If it takes any recognizable shape at all, Jane Campion’s (Sweetie, The Piano) Holy Smoke is a meta-meditation on escaping escapism and a critical examination of the human need to worship – to believe. It plays, brilliantly and whimsically, with the consequences of surrender and the cold, blind isolation of resistance.
Ruth, a perfect Campion heroine, is hard-edged, sensual and lost in the vastness of her own curiosity, aimless longing and internal unrest. She’s an easy mark – both needy and knowing – and an impossible rebel all at once. During her brief Hindu adventure, she celebrates the contradiction, prancing around India in a virginal white sari, talking love and Baba, and chain-smoking between transcendental states. Do we laugh at her or empathize with her?
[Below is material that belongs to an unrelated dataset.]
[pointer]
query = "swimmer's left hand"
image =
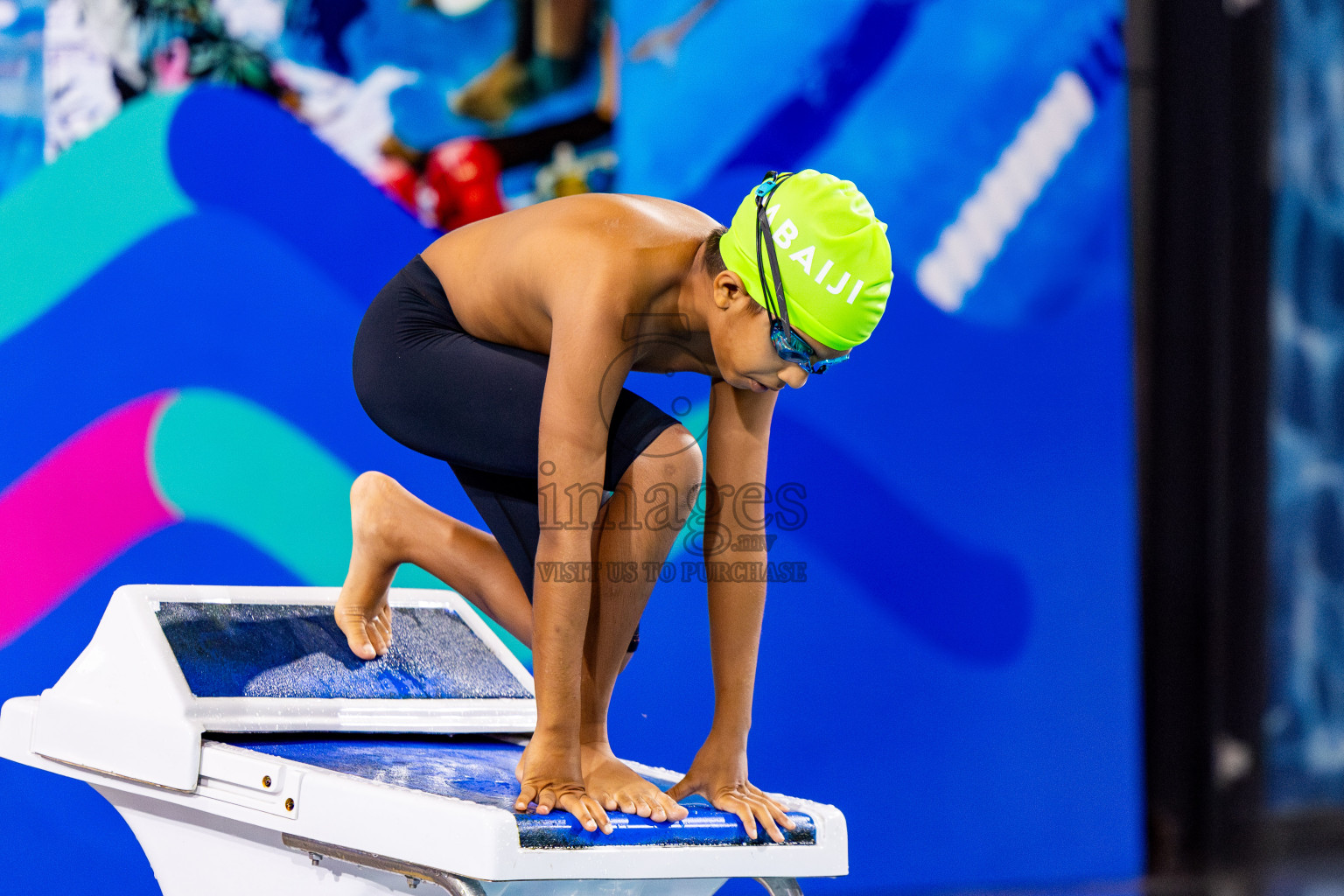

Before that question can be answered, Ruth’s family whisks her and her white sari back to Australia to meet a walking midlife crisis in cowboy boots who hires himself out as a deprogrammer. P.J. Waters (Harvey Keitel) is contracted by the family to get their daughter back from the "cult" that took her away. In an isolated cabin, Waters gets down to business with a quick psychological assessment, feigned confidence and some dangerous vulnerability of his own.
As it turns out, taking away Ruth’s sari and applying a list of moves from the big-man-deprogrammer handbook does cause a transformation. But it’s Waters who is transformed. Ruth had fallen into an oasis that showed her peace, love and acceptance. Waters goes from a psychobabbling cowboy to a pathetic lovesick jerk, whose obsession with his client lands him in the middle of the desert defeated, bleeding, hysterical and wearing a lipstick-red party dress.
Campion’s film pushes the envelope, as usual, playing the shell game of sexual identity and an enlightening round of psycho-spiritual hide-and-seek. Ruth is screwed up. Waters is screwed up. The family is screwed up. Hell, everybody is screwed up. And Holy Smoke is all the more interesting, convincing and touching for it.